“I am dubious that three unelected technocrats have somehow hit on the right way to think about noncompetes and that all the preceding legal minds to examine this issue have gotten it wrong,” she writes, as an unelected technocrat herself. The US Chamber of Commerce calls the proposed change an “unlawful action” and claims that getting rid of noncompetes will depress innovation. Why would a company bother to invest in innovation, or even to train workers in specialized skills, if those ingrates could walk that knowledge out the door?
Khan drily notes that companies in California, despite the state’s ban on noncompetes, have managed to innovate pretty well. You know … Apple, Disney, Google, the guy who invented the AeroPress. And she’s got a message for those firms which will now face the scary prospect of losing those clauses if the FTC rule becomes official. “At the end of the day, companies have to invest in workers if they want to be successful,” she says. “You retain talent by actually competing, offering them better wages, better benefits, better training and investment opportunities. That’s how you keep retention high rather than locking workers in place.”
As for the fear of workers swiping intellectual property, Khan says her rule won’t affect trade-secrets litigation, though she doesn’t want trade-secrets restrictions interpreted so broadly that they become a shadow form of noncompete.
While the non-noncompete rule is only in the proposal stage, Khan thinks that her agency has made a pretty good case. “I mean, it’s a 218-page rule!” she says. “Almost a half of that is reviewing very, very carefully the empirical studies.” But she also encourages everyone with an opinion or relevant evidence to chime in during the 60-day comment period ending March 10 and says the agency will look at everything with an open mind. But with a 3–1 majority of Democrat commissioners, it’s fair to predict that the agency will get its rule in some form or other.
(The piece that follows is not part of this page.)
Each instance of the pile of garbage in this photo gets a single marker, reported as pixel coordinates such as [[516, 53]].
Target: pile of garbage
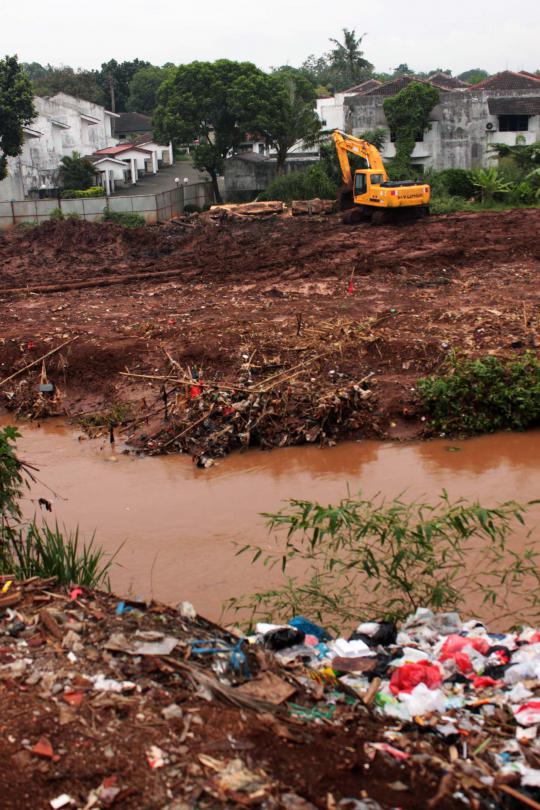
[[208, 419], [126, 703]]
I ask Khan whether she views the rule as a natural experiment of her own, testing to see how much the FTC can get away with before the Supreme Court raps her knuckles. Last June, the court ruled that the EPA overstepped its bounds in regulating carbon emissions. Concurring with the majority opinion, Justice Neil Gorsuch promoted a doctrine that agencies can’t make sweeping new regulations unless Congress explicitly approves them.
Khan answers by citing Congress’ original intent for the FTC to ensure competition. “It’s an authority that, especially in recent decades, hasn’t been used as much, and I think that’s a travesty,” she says. “We as enforcers have an obligation to enforce the laws that Congress charged us with. I think we have pretty clear authority, pretty clear precedent. If we get legal challenges, we’ll be prepared to fully defend ourselves.”
Khan’s case against noncompete clauses is strong. But five and potentially six of the current Supreme Court justices aren’t accustomed to bestowing air kisses on labor, big or small. Instead, they seem to take pleasure in directing sputum toward the faces of workers who assert their rights—or regulators who want to extend those rights. If they strike down Khan’s rule, she’ll have as little power to restore it as those Prudential security guards who were trapped in their miserable jobs by noncompete clauses.